Spatial Distribution and Associated Factors Influencing 2024 Measles-Rubella Vaccination Campaign Coverage among Children Aged 9-59 Months in Mainland Tanzania

Authors

  • Hajirani M Msuya Ifakara Health Institute, Dar es Salaam, Tanzania
  • Samwel Lwambura Ifakara Health Institute, Dar es Salaam, Tanzania
  • Ibrahim Msuya Ifakara Health Institute, Dar es Salaam, Tanzania
  • Omar Lweno Ifakara Health Institute, Dar es Salaam, Tanzania
  • Bakari Fakih Ifakara Health Institute, Dar es Salaam, Tanzania
  • Mwifadhi Mrisho Ifakara Health Institute, Dar es Salaam, Tanzania
  • Hassan Tearish Ifakara Health Institute, Dar es Salaam, Tanzania
  • Gumi Abdallah Ifakara Health Institute, Dar es Salaam, Tanzania
  • Selemani Mmbaga Ifakara Health Institute, Dar es Salaam, Tanzania
  • August Kuwawenaruwa Ifakara Health Institute, Dar es Salaam, Tanzania
  • William Mwengee World Health Organization, Tanzania Country Office, Dar es Salaam, Tanzania
  • Joseph Mdachi Ministry of Health, Dodoma, Tanzania
  • Furaha Kyesi Ministry of Health, Dodoma, Tanzania
  • Moza Kassim Zanzibar University, Zanzibar, Tanzania
  • Kamaria Kassim Regency Medical Centre, Pediatrics and Child Health, Dar es Salaam, Tanzania
  • Farida Hassan Ifakara Health Institute, Dar es Salaam, Tanzania
  • Abdallah Mkopi Ifakara Health Institute, Dar es Salaam, Tanzania

DOI:

https://doi.org/10.56147/jbhs.2.5.62

Keywords:

  • Children,
  • Measles vaccine,
  • Coverage,
  • Spatial and multilevel analysis,
  • Tanzania

Abstract

Introduction: Globally, measles remains a major cause of child mortality and rubella is the leading cause of birth defects among all infectious diseases. In Mainland Tanzania, eliminating measles and rubella remains challenging due to geographical diversity, uneven healthcare facilities distribution and socio-economic disparities across regions. This study aimed to explore the spatial distribution and associated factors of measles-rubella campaign coverage among children aged 9-59 months in Mainland Tanzania.

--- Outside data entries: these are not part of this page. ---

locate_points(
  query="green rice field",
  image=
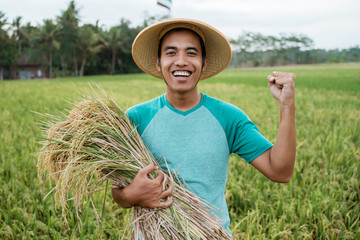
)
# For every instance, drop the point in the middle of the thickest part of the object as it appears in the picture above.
(322, 200)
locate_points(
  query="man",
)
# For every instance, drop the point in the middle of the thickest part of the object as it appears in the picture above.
(194, 132)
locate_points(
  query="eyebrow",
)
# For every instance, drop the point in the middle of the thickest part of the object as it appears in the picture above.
(174, 48)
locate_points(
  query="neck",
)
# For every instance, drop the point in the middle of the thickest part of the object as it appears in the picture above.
(183, 101)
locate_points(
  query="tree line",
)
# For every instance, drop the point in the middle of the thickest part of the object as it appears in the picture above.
(65, 48)
(254, 49)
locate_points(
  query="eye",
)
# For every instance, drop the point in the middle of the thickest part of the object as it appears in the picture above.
(192, 53)
(170, 53)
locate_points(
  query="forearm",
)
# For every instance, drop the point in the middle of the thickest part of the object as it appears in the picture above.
(282, 155)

Methods: A cross-sectional survey was conducted to assess the spatial distribution and factors influencing Measles-Rubella (MR) vaccination coverage among children aged 9-59 months in mainland Tanzania after the MR campaign implementation in February 2024. The spatial autocorrelation was used to assess vaccination coverage in a study area. Hotspot and cold-spot analysis were performed to describe the spatial cluster of measles-rubella vaccination campaign coverage in Mainland Tanzania based on Getis-Ord Gi* statistics. To identify factors associated with the campaign coverage, we used a multivariable logistic regression model.

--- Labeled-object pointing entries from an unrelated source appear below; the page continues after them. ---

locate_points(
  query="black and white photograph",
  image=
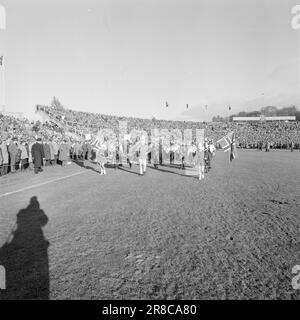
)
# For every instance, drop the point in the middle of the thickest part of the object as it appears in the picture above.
(150, 150)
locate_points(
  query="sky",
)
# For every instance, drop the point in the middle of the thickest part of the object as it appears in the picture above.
(128, 57)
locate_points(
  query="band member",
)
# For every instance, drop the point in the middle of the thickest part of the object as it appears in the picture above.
(154, 149)
(181, 156)
(37, 152)
(101, 159)
(199, 160)
(143, 152)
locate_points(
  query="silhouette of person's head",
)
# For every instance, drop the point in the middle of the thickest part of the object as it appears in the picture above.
(26, 254)
(34, 202)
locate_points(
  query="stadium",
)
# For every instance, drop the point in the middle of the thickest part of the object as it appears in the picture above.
(110, 203)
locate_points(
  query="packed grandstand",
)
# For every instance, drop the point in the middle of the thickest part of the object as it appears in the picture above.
(65, 125)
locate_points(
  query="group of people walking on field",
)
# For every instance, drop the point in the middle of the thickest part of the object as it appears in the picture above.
(198, 155)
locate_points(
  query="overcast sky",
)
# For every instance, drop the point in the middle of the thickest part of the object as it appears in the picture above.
(128, 57)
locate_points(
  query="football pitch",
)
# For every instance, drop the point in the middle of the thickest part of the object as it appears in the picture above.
(71, 233)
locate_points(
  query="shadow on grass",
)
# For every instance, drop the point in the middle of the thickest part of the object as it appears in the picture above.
(25, 256)
(173, 172)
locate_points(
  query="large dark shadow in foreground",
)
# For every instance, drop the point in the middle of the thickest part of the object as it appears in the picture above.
(25, 256)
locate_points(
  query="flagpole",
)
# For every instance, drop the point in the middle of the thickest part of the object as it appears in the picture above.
(3, 84)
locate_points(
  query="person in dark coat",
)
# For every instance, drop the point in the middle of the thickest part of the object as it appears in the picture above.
(13, 152)
(37, 152)
(47, 153)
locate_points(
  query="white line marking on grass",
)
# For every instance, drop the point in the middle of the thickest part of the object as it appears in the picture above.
(42, 183)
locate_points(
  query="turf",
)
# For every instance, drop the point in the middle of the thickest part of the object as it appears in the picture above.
(234, 235)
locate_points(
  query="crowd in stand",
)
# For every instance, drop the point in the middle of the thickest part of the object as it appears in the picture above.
(17, 136)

Results: The study involved 16,703 children, of whom 81.5% received the MR vaccine during the campaign. Vaccination coverage varied notably between regions, with Tabora and Pwani having a low coverage rate of 58.8% (95% CI: 51.3%-65.9%) and 61.0% (95% CI: 45.0%-75.0%) respectively. The Njombe and Mbeya demonstrating a high coverage rate of 97.4% (95% CI: 90.5%-99.3%) and 95.6% (95% CI: 90.9%-97.9%) respectively. The household wealth quintile and place of residence, caregiver’s education, caregiver’s age and their marital status were associated with receiving MR vaccination during the campaign among children aged 9-59 months in Mainland Tanzania. Spatial distribution revealed significant clustering of vaccination coverage (Moran’s I=0.34, p < 0.01). Hotspot analysis identified eight clusters with low coverage in Tabora (five clusters) and Pwani (three clusters) indicating higher proportions of unvaccinated children. Regions like Njombe and Mbeya were hotspots identified clusters with high vaccination coverage.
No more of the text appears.